The nullspace of a linear functional that is not $\equiv 0$ is a linear subspace of codimension $1$.
I don't understand this statement on page 57, Functional Analysis(Pater Lax). Does it mean the dimension of nullspace of a linear functional is either zero or the dimension of the domain of the functional minus one, which I don't see why it's necessarily true.

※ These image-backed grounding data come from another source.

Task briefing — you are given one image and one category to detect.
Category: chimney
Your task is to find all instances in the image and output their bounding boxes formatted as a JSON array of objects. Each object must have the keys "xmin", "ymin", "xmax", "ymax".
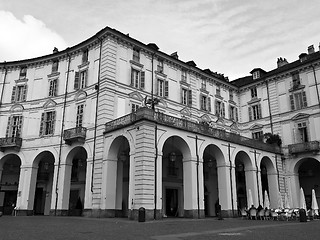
[
  {"xmin": 277, "ymin": 57, "xmax": 288, "ymax": 68},
  {"xmin": 53, "ymin": 47, "xmax": 59, "ymax": 53},
  {"xmin": 308, "ymin": 45, "xmax": 315, "ymax": 54},
  {"xmin": 170, "ymin": 52, "xmax": 179, "ymax": 59}
]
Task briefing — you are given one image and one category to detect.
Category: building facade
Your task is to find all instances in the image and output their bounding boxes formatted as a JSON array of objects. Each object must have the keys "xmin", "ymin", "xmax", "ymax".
[{"xmin": 0, "ymin": 26, "xmax": 318, "ymax": 219}]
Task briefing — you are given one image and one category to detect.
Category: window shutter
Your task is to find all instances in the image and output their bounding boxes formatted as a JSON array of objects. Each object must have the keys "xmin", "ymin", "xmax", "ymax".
[
  {"xmin": 5, "ymin": 116, "xmax": 11, "ymax": 137},
  {"xmin": 18, "ymin": 116, "xmax": 23, "ymax": 137},
  {"xmin": 222, "ymin": 102, "xmax": 225, "ymax": 118},
  {"xmin": 164, "ymin": 80, "xmax": 169, "ymax": 98},
  {"xmin": 39, "ymin": 113, "xmax": 45, "ymax": 136},
  {"xmin": 215, "ymin": 100, "xmax": 219, "ymax": 115},
  {"xmin": 55, "ymin": 79, "xmax": 58, "ymax": 96},
  {"xmin": 11, "ymin": 86, "xmax": 17, "ymax": 103},
  {"xmin": 229, "ymin": 106, "xmax": 232, "ymax": 119},
  {"xmin": 130, "ymin": 69, "xmax": 134, "ymax": 86},
  {"xmin": 22, "ymin": 85, "xmax": 28, "ymax": 101},
  {"xmin": 248, "ymin": 106, "xmax": 252, "ymax": 121},
  {"xmin": 74, "ymin": 71, "xmax": 80, "ymax": 90},
  {"xmin": 52, "ymin": 111, "xmax": 56, "ymax": 134},
  {"xmin": 258, "ymin": 104, "xmax": 262, "ymax": 119},
  {"xmin": 208, "ymin": 97, "xmax": 211, "ymax": 112},
  {"xmin": 289, "ymin": 95, "xmax": 295, "ymax": 110},
  {"xmin": 180, "ymin": 89, "xmax": 183, "ymax": 104},
  {"xmin": 188, "ymin": 89, "xmax": 192, "ymax": 106},
  {"xmin": 84, "ymin": 70, "xmax": 88, "ymax": 87},
  {"xmin": 235, "ymin": 108, "xmax": 239, "ymax": 122},
  {"xmin": 156, "ymin": 80, "xmax": 159, "ymax": 96},
  {"xmin": 140, "ymin": 71, "xmax": 145, "ymax": 89},
  {"xmin": 302, "ymin": 91, "xmax": 307, "ymax": 108}
]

Added: Thank you all for your valuable comments and answers. I didn't realize that it's wrong to interpret "The nullspace of a linear functional that is not $\equiv 0$" as the nullspace (of a linear functional) that is not $\equiv 0$ until I saw the answers.
Best Answer
For simplicity, suppose $X$ is a vector space over $\mathbb{R}$, and $f$ a linear functional on $X$.
If $f=0$, then $\ker f = X$, so the codimension is zero.
If $f \neq 0$, then there is some $x_0$ such that $f(x_0) \neq 0$. Now consider the quotient space $Q={X}/{\ker f}$ (ie, two points $x_1,x_2$ are equivalent iff $f(x_1) = f(x_2)$, which basically 'flattens' $X$ 'down' to the values of $f$, ie $\mathbb{R}$).
Pick some $q \in Q$, then we must have $q = \{y\}+\ker f$ for some $y$. Note that by linearity we have $f(y+\frac{-f(y)}{f(x_0)}x_0) = 0$, hence $q = \frac{f(y)}{f(x_0)}(\{x_0\}+ \ker f)$. Hence $\{ \{x_0\}+ \ker f \}$ is a basis for $Q$, hence $\ker f$ has codimension one.